We recommend that you reach out to a provider directly if these steps still seem a bit too technical.

Deduplication

Most ad platforms recommend using their conversion APIs with your server-side tracking tools to complement the existing pixel approach. This helps to maximize the reliability and quality of the reported data. 

However, doubling your tracking efforts will also double the data created. That means, for example, two instances of every event or conversion — leading to error-filled data and poor analysis. 

To avoid this, you’ll need to perform deduplication. Much as the name suggests, this is removing duplicated data. This can also be quite a technical process, so be sure to reach out to your provider if you need some help implementing it. 

 

Next stop: the future of digital marketing

Server-side tagging and conversion APIs are our links to the future of digital marketing. Without these tools, we would simply be at a loss — adrift in an ocean of marketing without the data rudder to steer us. 

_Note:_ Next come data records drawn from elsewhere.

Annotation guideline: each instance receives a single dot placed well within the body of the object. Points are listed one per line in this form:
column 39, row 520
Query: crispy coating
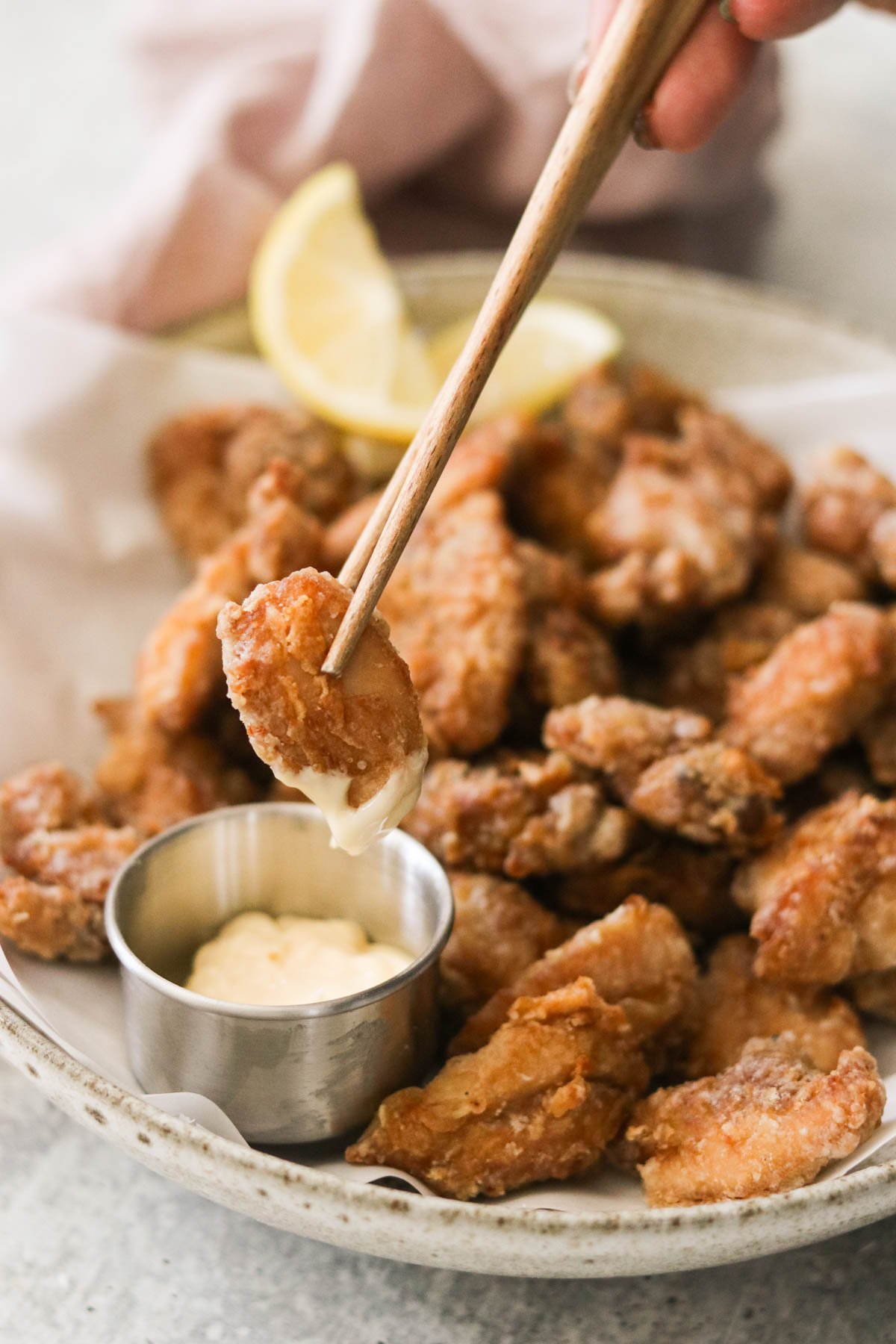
column 550, row 578
column 203, row 465
column 637, row 957
column 555, row 483
column 43, row 797
column 85, row 859
column 697, row 673
column 499, row 930
column 734, row 1004
column 541, row 1101
column 63, row 859
column 808, row 582
column 815, row 690
column 364, row 725
column 695, row 882
column 877, row 735
column 621, row 737
column 883, row 547
column 517, row 813
column 52, row 922
column 566, row 659
column 712, row 794
column 152, row 780
column 179, row 670
column 768, row 1124
column 841, row 504
column 824, row 897
column 684, row 522
column 457, row 616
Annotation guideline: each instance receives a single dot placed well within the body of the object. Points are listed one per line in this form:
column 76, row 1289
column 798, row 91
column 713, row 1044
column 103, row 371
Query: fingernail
column 576, row 73
column 641, row 132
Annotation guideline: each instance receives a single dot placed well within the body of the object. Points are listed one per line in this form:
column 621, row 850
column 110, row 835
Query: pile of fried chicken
column 662, row 750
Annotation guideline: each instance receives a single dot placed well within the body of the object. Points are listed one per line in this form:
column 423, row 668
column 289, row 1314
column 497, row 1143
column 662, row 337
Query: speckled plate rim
column 485, row 1238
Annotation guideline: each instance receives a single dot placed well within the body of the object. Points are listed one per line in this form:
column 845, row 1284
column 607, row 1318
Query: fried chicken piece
column 808, row 582
column 875, row 994
column 734, row 1006
column 517, row 813
column 637, row 957
column 697, row 673
column 684, row 522
column 152, row 780
column 711, row 794
column 692, row 880
column 877, row 735
column 541, row 1101
column 457, row 616
column 43, row 797
column 84, row 860
column 883, row 547
column 479, row 463
column 621, row 737
column 352, row 742
column 65, row 859
column 554, row 485
column 770, row 1122
column 815, row 690
column 52, row 922
column 566, row 659
column 841, row 504
column 824, row 897
column 550, row 578
column 179, row 667
column 499, row 930
column 205, row 463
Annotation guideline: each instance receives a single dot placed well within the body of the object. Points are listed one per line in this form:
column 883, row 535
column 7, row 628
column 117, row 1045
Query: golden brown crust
column 637, row 957
column 52, row 922
column 711, row 794
column 770, row 1122
column 621, row 737
column 824, row 897
column 203, row 465
column 499, row 930
column 363, row 725
column 517, row 813
column 841, row 504
column 815, row 690
column 152, row 780
column 692, row 880
column 179, row 670
column 541, row 1101
column 457, row 616
column 734, row 1004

Plus, with increased scrutiny of user privacy protections, these tools and processes will only become more valuable. In fact, Google Chrome plans to ditch third-party cookie support by the end of 2024. 

That will leave us in a world where all major browser providers have completely removed or severely limited support for third-party cookies. It will be interesting to see how that will affect the use of web browser pixels and what new technology will emerge as the most widely adopted standard. 

The good news is that you now know how to navigate this new world and sail on to continued digital marketing success.